Agora, concordo em gênero, número e caso com a tua opinião: ráquer (o acento é necessário, por ser uma paroxítona terminada em -R, como dólar ou éter) - ráquer, repito, é muito feio! Esse critério estético não é desprezível, como acham aqueles que vivem espancando o bom Português; ele é o responsável por retardar - se não impedir - o processo de aportuguesamento de muitas palavras estrangeiras que estão na fila. Os termos franceses que listei acima, por exemplo, entrariam como champinhom, croassã, minhom ou petigatô, e por enquanto nossos ouvidos e nossos olhos ainda não se acostumaram à ideia.

Nota bem: por enquanto. Não posso condenar este processo de nacionalização ortográfica; ele é essencialmente democrático, permitindo que qualquer falante alfabetizado reconheça e pronuncie vocábulos usuais da fala comum, como time ("team"), toalete ("toilette"), nhoque (gnocchi) sem precisar de um diploma de um curso de línguas. No caso de hacker, o aportuguesamento facilita muito a padronização da pronúncia (muita gente não sabe que aquele H indica um som aspirado) e também a formação confortável de um verbo derivado, hoje tão conjugado no Brasil. Convenhamos que a manchete "Raquearam o computador da CBF" ficaria muito bizarra se empregássemos "hackearam".

Outra Elena - desta vez sem o H, como é no Italiano - escreve de São Paulo para tirar uma teima. Ela também é ouvinte do Noites Gregas e aproveitou o Instagram para mandar sua dúvida. "Profe, eu achava que o único diminutivo da palavra texto era textinho, mas meus amigos da faculdade afirmam que também poderia ser testículo. Eu nunca tinha ouvido falar nisso, mas eles estão vários semestres mais adiantados do que eu e juram que o professor de Filologia Românica falou nisso quando explicou em aula o sufixo -ículo. Acho que estão me passando a conversa. Eles estão de brincadeira, não é?".

Prezada Elena, teu instinto está bem afiado: claro que é piada! Aliás, uma piada tão antiga que já era famosa no meu tempo da quinta série - a famosa idade em que mais viceja a malícia verbal e os duplos sentidos fesceninos. Eram tempos em que encontrar um palavrão registrado no dicionário constituía um achado digno de ser compartilhado com os comparsas, tempos em que perguntávamos às meninas da sala qual era o aumentativo de tese (para sair correndo, às gargalhadas, quando elas inocentemente respondiam tesona ou tesão), tempos em que vivíamos sempre alerta para não cair distraidamente na armadilha do Mário, aquele que vivia atrás do armário... Nós nos divertíamos com bobagens assim, mas tínhamos apenas onze anos...

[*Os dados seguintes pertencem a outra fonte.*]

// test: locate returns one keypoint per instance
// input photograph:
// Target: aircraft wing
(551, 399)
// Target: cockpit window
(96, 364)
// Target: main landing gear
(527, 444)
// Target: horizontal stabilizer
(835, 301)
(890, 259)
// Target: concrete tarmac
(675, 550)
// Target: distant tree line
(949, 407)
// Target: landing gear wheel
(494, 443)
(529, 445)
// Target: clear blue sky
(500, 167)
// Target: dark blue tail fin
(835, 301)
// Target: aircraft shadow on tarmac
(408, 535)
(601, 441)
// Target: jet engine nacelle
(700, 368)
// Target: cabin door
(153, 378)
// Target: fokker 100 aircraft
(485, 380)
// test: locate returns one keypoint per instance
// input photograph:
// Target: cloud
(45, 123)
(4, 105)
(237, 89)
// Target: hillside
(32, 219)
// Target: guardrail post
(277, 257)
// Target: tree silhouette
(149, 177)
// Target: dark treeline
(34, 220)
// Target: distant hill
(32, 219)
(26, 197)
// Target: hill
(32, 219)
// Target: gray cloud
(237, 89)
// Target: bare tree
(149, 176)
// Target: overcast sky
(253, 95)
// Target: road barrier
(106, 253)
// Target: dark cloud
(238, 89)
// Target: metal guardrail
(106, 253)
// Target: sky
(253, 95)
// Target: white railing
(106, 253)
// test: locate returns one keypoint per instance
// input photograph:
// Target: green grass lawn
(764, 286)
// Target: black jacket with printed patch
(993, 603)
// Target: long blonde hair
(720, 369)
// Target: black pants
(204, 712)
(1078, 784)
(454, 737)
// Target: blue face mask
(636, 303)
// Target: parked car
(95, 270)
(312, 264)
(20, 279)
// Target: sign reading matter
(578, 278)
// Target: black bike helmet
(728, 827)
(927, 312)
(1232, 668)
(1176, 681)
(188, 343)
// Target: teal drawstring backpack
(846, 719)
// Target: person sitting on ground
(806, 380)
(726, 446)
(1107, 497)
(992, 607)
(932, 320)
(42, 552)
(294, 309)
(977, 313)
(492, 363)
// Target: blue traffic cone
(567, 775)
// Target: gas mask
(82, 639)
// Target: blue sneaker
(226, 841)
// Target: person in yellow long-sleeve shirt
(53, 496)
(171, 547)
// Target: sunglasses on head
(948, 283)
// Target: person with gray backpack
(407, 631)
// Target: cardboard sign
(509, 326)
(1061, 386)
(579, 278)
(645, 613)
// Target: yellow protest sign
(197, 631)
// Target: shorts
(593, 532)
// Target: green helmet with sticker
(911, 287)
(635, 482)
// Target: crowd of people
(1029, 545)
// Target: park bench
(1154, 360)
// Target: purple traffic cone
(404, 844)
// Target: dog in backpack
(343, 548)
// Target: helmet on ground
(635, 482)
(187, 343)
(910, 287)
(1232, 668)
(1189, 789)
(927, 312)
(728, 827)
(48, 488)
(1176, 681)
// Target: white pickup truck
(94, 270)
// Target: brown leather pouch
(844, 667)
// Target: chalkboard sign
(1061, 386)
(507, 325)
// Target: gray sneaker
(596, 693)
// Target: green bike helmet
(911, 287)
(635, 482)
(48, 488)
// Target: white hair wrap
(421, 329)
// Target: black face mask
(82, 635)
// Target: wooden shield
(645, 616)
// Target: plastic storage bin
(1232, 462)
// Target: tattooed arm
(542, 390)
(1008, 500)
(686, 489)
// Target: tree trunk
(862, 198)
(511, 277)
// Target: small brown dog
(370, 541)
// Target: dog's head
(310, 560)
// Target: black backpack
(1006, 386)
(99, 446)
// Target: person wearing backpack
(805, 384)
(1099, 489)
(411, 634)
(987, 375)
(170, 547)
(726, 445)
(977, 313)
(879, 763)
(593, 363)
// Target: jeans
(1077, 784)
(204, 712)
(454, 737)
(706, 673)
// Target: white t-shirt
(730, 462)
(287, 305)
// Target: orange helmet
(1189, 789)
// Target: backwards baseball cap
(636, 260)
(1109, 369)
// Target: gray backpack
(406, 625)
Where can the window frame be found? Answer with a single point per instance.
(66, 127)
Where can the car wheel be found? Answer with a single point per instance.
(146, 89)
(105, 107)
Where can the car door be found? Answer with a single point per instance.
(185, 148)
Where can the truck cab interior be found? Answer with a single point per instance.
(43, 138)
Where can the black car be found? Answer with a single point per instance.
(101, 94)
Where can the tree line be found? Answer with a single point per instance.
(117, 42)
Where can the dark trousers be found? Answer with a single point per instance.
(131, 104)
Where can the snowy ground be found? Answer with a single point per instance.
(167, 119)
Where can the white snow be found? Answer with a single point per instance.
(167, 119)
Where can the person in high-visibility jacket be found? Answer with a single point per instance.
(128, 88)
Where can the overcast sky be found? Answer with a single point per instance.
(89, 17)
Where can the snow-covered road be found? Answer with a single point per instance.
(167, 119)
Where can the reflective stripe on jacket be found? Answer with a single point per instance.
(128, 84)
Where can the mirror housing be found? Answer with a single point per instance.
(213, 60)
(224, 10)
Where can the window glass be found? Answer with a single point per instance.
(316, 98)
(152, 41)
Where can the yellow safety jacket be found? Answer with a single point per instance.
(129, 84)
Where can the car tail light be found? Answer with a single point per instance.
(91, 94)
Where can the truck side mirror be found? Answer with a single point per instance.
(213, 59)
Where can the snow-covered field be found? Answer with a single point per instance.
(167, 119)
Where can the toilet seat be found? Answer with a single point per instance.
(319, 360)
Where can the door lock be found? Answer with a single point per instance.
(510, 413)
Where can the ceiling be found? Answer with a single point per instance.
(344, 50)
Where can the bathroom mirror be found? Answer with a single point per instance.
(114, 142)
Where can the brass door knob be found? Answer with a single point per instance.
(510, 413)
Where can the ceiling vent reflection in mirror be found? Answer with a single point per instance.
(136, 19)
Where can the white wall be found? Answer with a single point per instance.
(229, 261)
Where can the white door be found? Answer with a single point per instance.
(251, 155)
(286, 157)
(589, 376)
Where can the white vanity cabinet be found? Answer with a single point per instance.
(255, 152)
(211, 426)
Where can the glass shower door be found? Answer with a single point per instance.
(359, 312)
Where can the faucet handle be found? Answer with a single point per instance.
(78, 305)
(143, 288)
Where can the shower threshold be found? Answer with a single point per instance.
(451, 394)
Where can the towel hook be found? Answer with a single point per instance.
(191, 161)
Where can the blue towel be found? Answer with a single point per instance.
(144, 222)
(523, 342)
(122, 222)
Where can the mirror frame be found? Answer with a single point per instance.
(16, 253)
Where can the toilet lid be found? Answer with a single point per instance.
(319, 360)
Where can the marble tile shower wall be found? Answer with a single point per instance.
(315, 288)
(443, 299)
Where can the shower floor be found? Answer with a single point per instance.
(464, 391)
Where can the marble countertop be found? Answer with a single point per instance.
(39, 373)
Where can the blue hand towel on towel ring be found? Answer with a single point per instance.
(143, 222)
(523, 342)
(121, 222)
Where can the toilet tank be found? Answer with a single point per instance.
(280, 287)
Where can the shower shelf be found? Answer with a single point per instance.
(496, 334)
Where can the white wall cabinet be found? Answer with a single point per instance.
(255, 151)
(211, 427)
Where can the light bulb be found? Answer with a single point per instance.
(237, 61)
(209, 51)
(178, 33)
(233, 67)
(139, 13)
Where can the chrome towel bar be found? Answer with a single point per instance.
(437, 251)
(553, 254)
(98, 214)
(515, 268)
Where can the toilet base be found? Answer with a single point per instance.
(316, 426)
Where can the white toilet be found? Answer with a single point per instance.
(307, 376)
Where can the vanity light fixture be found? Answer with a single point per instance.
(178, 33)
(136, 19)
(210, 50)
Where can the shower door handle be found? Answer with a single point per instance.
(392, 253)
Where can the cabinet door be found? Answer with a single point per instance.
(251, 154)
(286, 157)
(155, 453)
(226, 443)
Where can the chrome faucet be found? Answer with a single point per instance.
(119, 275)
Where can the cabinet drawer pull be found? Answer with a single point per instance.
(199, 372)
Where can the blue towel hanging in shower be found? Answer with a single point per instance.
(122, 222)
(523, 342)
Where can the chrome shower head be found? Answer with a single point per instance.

O diminutivo de texto é textinho ou textozinho, como quiseres, mas jamais testículo, pai, isso sim, da testosterona. Aquele X de texto está ali porque ele pertence a uma velha e nobre linhagem: é irmão de têxtil e textura, já que um texto nada mais é do que uma trama... Como suspeitavas, essa história toda não passa de um bem-humorado trote de veteranos.